For this reporting period, the wind generation level once again came in much below expected levels for this time of the year and at this level of installed capacity. The middle two weeks of August are typically the lowest wind weeks and this year we are seeing wind gen levels follow that same pattern closely. For week ending Aug 26th, wind gen produced 23.6 GWh of power while we should have expected 38+ GWh according to our math; hence the low wind generation added approximately 0.9 Bcf/d or 6.3 Bcf/week of power burns.

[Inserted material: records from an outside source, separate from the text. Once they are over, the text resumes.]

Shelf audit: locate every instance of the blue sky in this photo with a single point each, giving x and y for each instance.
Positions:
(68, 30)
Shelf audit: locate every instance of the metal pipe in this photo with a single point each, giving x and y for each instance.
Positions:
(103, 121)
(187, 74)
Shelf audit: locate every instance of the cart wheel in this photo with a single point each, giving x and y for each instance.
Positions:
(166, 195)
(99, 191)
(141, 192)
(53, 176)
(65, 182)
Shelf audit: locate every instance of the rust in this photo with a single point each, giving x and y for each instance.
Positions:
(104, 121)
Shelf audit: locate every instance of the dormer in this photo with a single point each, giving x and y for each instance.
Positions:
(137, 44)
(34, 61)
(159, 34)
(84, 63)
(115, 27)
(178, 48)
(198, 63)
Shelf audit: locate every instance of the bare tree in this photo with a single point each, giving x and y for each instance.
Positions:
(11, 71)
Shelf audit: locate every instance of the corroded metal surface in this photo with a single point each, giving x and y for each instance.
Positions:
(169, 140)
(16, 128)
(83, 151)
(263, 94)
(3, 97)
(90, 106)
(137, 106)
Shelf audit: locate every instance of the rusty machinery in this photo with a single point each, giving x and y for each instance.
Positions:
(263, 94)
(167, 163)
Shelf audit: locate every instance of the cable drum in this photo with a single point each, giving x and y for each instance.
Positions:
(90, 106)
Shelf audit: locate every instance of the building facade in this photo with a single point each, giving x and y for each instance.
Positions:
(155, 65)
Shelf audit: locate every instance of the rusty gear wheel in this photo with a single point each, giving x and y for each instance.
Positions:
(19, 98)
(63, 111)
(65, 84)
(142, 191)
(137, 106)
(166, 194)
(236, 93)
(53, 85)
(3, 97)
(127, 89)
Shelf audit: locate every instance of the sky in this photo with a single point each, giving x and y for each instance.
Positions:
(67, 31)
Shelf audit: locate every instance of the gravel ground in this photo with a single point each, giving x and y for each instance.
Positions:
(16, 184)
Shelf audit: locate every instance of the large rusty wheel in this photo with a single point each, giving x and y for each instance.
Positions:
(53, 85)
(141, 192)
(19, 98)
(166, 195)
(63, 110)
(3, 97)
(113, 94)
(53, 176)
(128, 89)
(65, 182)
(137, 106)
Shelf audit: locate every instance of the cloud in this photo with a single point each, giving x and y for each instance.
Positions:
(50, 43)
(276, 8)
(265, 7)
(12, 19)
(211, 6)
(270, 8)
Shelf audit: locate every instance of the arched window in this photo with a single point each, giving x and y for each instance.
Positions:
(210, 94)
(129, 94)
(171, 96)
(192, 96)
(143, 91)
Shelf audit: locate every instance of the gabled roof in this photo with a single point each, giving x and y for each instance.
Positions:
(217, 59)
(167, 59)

With this loose storage number, total August storage injections are looking to come in slightly over LY. This August is roughly 1.0 Bcf/d looser YoY (total injection of 185-190 Bcf vs 160 Bcf LY).

 

For the week ending Sept 2nd, our early view is +62 Bcf. This reporting period will take L48 storage level to 2,702 Bcf (-214 vs LY, -341 vs. 5Yr). This upcoming report once again helps reduce the YoY deficit. Last year we injected +48 Bcf during the same week.

Here is the fundamental picture leading to this week’s storage estimate:

At the high level, we have an increase in production offsetting the increasing demand.

  1. Total supply grew by +1.5 Bcf/d (+1.2 production out of the Midcon and West TX/NM, and net higher CAD imports with 0.3 Bcf/d less flowing back into Dawn).
  2. Power burns jumped by 0.9 Bcf/d to offset the increase in supply with +1.3F more CDDs but wind returning to somewhat normal levels. The increase in CDDs was a result of the Midwest and East coast heating up as seen in the map below.
  3. Industrial consumption was also much higher.